Our family doesn't eat a lot of cranberry sauce. As a matter of fact, I never touched the stuff until I started making Cranberry Tarts, and then I realized cranberry sauce was nothing more than a less sweet version of a tart filling. Now I'm a huge fan, not just for Thanksgiving, but all fall and winter. It is especially good with pork.
1 12oz bag of fresh Cranberries
1/4 - 3/4 cup Sugar depending on how sweet or tart you like it
1 cup Orange Juice
2 teaspoons Orange zest
In a saucepan, combine the orange juice and sugar on medium-low heat until the sugar is dissolved.

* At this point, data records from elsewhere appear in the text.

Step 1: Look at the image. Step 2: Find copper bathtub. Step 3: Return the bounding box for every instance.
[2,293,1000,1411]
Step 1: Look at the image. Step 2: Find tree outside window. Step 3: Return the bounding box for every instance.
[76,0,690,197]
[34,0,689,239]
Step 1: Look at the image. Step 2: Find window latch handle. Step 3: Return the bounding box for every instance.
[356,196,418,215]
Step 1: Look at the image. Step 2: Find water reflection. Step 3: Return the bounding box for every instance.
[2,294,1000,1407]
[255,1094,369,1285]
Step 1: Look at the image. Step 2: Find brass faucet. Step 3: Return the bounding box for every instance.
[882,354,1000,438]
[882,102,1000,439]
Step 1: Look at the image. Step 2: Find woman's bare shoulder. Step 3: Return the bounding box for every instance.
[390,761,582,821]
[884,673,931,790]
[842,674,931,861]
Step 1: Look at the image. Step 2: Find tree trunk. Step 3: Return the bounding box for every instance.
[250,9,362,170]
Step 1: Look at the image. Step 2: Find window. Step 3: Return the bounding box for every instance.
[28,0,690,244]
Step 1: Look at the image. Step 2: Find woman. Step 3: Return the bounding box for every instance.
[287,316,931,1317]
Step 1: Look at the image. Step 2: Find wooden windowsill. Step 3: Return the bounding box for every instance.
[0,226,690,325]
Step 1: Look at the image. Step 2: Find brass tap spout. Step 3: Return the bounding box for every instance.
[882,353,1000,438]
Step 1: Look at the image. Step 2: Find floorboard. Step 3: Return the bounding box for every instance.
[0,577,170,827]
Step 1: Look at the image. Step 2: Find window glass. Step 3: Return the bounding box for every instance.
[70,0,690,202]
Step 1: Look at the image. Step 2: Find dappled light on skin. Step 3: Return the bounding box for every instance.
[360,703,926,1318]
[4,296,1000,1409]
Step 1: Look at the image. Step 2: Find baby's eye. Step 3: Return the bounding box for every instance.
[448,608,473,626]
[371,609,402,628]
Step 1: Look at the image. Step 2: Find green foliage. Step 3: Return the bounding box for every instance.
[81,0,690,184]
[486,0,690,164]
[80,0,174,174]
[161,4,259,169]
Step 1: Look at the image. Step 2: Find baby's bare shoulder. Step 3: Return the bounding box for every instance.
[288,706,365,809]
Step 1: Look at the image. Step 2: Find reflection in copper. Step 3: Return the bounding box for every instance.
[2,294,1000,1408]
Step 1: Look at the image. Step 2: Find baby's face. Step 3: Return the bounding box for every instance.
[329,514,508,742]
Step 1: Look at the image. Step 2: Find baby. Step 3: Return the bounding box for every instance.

Add cranberries and orange zest.
Cook on medium, frequently stirring, until most of the cranberries burst and the sauce thickens.
Remove from the heat and let cook before storing in the fridge.
Note: this can be made up to 7 days ahead of time, and the flavor improves over time.
Cranberry sauce can be made up to 7 days ahead, and the flavor improves over time. You can even freeze it!
Did you know you can freeze fresh cranberries? I pick up several bags throughout the holidays, so I have fresh cranberries all year long.
If you want to use the juice from the orange you zest, you may not have a full cup, you can make up the difference with water.
You can only use water if you don’t want to use orange juice at all.
To make this even more special, consider some different mix-ins:
If you like a chunkier cranberry sauce, hold out 1 cup of cranberries from the bag and add them after all of the cranberries in the sauce have burst. Cook for a couple of minutes until they just burst or are softened, and then remove from the heat.
Sugar substitutes can actually enhance the flavor. Here are some ideas:
1/4 - 1/2 cup Honey
1/4 - 1/2 cup Maple Syrup (my personal favorite)
1/2 cup Applesauce with a touch of honey at the end if you want to sweeten it up.